How quick we are to judge! How fast we are to note the failings of those around us. It’s a way of life that can be a constant scrutiny of others, checking out the behavior, clothes, parenting skills and education of those with whom we come in contact. For some of us, we are distracted in Church where we evaluate the dress, children or even the piety of those around us, grateful that we are above it all.
Somehow we don’t really believe Jesus’s continuing admonishments that we should not judge others. “Well, he didn’t mean me,” we assure ourselves.
Today’s gospel is a direct message to us from Jesus. Stop looking for the faults of others and focus on our own distracted and sometimes ungenerous hearts. Our need to compare ourselves to others may come out of our own insecurity. If we let ourselves evaluate and judge someone else, maybe for just a minute, we feel a little better about the flaws we keep so carefully hidden.

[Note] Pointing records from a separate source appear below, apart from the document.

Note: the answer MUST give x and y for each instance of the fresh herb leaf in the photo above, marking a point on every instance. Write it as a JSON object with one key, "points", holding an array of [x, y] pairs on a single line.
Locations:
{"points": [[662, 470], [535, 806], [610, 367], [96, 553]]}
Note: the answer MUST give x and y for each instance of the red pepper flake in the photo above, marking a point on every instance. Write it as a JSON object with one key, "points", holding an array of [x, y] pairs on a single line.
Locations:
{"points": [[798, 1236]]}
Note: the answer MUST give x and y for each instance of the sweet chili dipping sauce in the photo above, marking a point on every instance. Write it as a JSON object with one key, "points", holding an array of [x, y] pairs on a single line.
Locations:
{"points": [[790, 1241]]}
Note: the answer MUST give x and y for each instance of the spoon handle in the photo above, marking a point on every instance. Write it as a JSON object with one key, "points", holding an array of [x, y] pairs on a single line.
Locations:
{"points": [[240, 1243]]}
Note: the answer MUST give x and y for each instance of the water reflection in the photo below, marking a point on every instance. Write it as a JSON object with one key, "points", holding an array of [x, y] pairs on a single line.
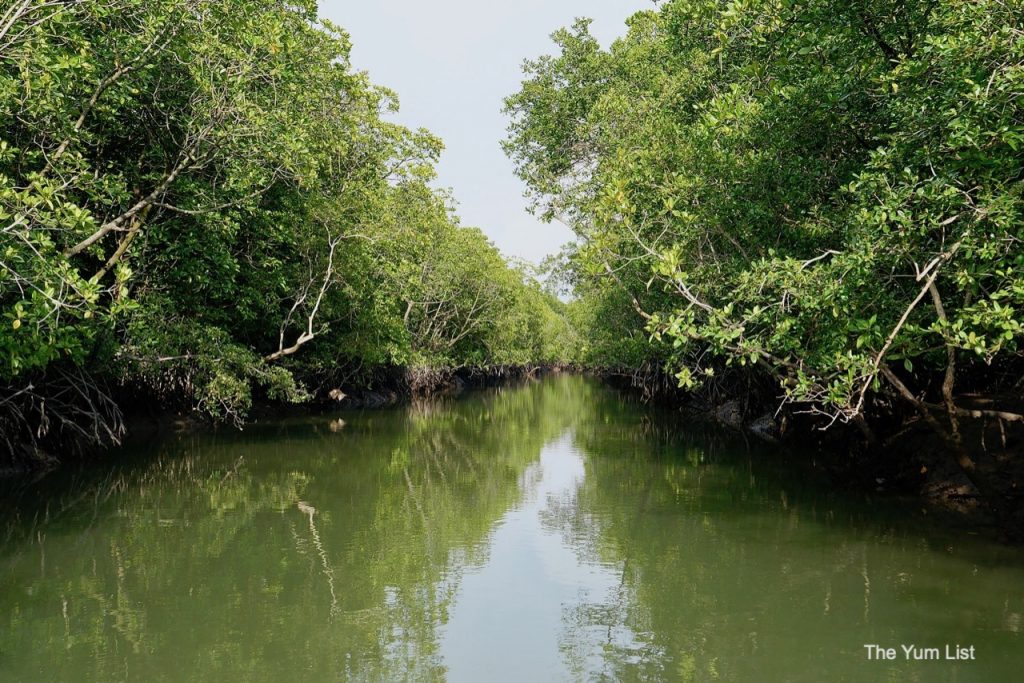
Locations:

When Pope Francis preached on this gospel he echoed Jesus’ use of the word hypocrite,” saying to us, “Those who live judging their neighbor, speaking ill of their neighbor, are hypocrites because they lack the strength and the courage to look to their own shortcomings.”
The pope then encouraged us to make “a gesture of conversion” by stopping gossip. “There is no such thing as innocent gossip,” he said. Instead he suggested that if there is someone we have the urge to talk about, “Go and pray for him! Go and do penance for her! And then, if it is necessary, speak to that person who may be able to seek remedy for the problem. But don’t tell everyone!”
It is not a heavy theological message today – it is a simple teaching for our lives. If we want to be a real follower of Jesus, we must stop judging and gossiping. But how do we break these lifelong habits? How can we end these ways of thinking that are celebrated in western culture in reality tv and tabloid journalism? With prayer.
We will feel less insecure and feel less need to look around at the ways others live, if we really feel deeply in our hearts how much we are loved by God. Letting God’s love, a love that transcends the very flaws we want to hide, will heal the need in our lives to look so harshly on others. We can allow God’s endless love to wash over us until we really feel how much God delights in us.
Loving God, let me open my heart to your love. I beg you for the grace to set my heart on fire with an awareness of how much you love me. Then, give me the grace today to release me from my habits of looking on others with such scorn and help me to see how much you love them as much as you love me.